Осталось еще немало вопросов, которые следовало решить в кратчайшие сроки. Страдать будет некогда, как я говорила отцу.
Кто знал, что я приду сегодня в лечебницу? Любой, кому известны нюансы моего обучения и расписание леди Райс. Ни то, ни другое не является секретной информацией.
Кто знал о Саймоне? Из наших тренировок я тоже тайн не делала, но тут другое: человек, надевший личину Стального Волка, должен был понимать, что отношения у нас не только профессиональные, и у меня не вызовет подозрения ни его появление у лечебницы, ни шоколад.
Кто знал о шоколаде? Я могла бы сунуть конфету в карман и забыть о ней. То есть, не могла — я съела бы ее еще до того, как вошла в лечебницу, и библиотекарь, раз уж решился избавиться от меня именно этим способом, был осведомлен о моих взаимоотношениях со сладостями не менее хорошо, чем о дружбе с бывшим куратором.
Кто…
Я закусила губу, и схема, начавшая было рисоваться в моем мозгу, смылась подступившими слезами.
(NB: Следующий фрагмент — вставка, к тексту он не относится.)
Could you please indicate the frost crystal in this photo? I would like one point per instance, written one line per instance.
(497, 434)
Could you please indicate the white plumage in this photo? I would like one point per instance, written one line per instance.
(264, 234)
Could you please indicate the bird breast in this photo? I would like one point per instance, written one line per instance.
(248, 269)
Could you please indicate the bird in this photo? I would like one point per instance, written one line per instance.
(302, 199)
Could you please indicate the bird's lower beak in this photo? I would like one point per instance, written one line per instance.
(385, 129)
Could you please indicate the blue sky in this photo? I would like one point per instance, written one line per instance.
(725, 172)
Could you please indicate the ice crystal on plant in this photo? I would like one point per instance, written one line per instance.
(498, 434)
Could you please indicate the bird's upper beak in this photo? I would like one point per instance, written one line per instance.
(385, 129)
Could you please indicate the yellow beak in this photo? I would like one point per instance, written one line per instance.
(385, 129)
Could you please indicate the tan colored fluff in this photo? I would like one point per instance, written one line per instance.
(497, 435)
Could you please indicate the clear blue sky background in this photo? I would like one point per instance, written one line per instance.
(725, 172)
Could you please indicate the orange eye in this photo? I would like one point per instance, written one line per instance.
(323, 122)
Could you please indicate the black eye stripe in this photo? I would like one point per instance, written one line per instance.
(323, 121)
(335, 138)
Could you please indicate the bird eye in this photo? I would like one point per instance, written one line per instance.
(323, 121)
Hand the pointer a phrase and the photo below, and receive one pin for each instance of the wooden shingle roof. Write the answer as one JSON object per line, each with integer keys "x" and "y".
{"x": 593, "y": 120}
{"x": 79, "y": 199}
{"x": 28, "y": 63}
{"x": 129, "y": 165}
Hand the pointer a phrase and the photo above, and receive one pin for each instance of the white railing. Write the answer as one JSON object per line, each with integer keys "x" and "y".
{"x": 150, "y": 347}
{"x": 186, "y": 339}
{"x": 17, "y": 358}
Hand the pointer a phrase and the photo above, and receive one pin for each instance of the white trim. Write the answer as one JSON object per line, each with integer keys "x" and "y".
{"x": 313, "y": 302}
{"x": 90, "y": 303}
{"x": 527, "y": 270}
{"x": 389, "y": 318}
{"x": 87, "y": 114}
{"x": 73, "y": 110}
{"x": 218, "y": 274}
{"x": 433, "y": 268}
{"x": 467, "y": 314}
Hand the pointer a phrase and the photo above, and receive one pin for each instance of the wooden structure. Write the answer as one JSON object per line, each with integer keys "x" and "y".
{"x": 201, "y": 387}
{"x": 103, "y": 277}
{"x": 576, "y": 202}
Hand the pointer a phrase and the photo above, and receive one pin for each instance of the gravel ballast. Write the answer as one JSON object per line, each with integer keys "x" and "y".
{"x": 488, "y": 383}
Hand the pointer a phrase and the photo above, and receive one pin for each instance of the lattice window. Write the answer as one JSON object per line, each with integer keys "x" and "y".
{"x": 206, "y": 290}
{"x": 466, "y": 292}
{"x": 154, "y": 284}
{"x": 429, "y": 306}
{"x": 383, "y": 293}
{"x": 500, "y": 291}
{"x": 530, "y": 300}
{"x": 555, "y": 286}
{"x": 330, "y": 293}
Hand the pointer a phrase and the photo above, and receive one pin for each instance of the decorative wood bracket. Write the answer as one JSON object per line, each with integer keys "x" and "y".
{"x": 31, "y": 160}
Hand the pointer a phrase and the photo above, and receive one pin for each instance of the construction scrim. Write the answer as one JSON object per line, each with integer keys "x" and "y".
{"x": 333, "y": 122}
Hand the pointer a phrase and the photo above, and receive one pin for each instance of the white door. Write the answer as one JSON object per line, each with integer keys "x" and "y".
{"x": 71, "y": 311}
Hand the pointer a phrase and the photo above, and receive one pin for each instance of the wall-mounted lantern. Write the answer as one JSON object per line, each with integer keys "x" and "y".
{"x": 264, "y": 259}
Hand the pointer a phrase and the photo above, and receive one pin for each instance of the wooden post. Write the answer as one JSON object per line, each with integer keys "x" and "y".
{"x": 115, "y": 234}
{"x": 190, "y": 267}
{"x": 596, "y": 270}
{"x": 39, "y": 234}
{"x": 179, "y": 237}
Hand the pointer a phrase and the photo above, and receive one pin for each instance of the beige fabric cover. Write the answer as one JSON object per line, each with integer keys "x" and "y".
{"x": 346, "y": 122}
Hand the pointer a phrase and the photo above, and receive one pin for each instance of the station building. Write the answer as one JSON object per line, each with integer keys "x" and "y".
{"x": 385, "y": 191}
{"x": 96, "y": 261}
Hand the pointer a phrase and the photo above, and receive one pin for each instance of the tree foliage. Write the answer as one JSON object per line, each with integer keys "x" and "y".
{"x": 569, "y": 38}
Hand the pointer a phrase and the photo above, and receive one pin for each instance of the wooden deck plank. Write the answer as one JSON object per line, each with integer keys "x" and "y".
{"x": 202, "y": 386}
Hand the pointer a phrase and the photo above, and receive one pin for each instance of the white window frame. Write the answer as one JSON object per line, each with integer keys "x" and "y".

Не получалось не думать.
Если бы пришла леди Пенелопа, я снова разрыдалась бы на ее плече, и в этот раз, наверное, рассказала бы о том, как влюбилась в человека, с которым не могу быть вместе…
Но наставница не появилась.
Вместо нее пришел ректор. А плакаться ему у меня и в мыслях не было.
— Не нужно ничего объяснять, милорд, — сказала я до того, как остановившийся в дверях маг успел открыть рот. — Я понимаю, что ваш обман был продиктован благими намерениями, и не могу осуждать вас за это. Но говорить с вами я сейчас не хочу.
— Элизабет…
— Простите, милорд, я желала бы побыть одна.
Я надеялась, что сумела достойно скопировать его обычные манеры и тон. Пусть ощутит всю прелесть общения с человеком, истинных мыслей и чувств которого, невозможно понять. А потом… Потом я выполню свое обещание, сделаю все правильно, и мы с ним будем жить долго и счастливо. Каждый в своем, наглухо закрытом мирке.
Когда он ушел, стало еще хуже. Тоскливо и одиноко.
Даже то, что уже через пять минут вернулась леди Пенелопа, не отменило этого одиночества. Как и то, что еще через полчаса появились Мэг и Сибил, а следом за ними, видимо, другой дорогой добиравшиеся в лечебницу, Рысь и Шанна: весть о моей поездке на чудесном эноре кэллапиа облетела академию быстрее, чем это сделал бы сам единорог.
Наставница не пыталась растормошить меня. Обняла молча, надолго прижав к груди, а затем, словно позади остался длинный душевный разговор, в котором все уже сказано, предложила чая.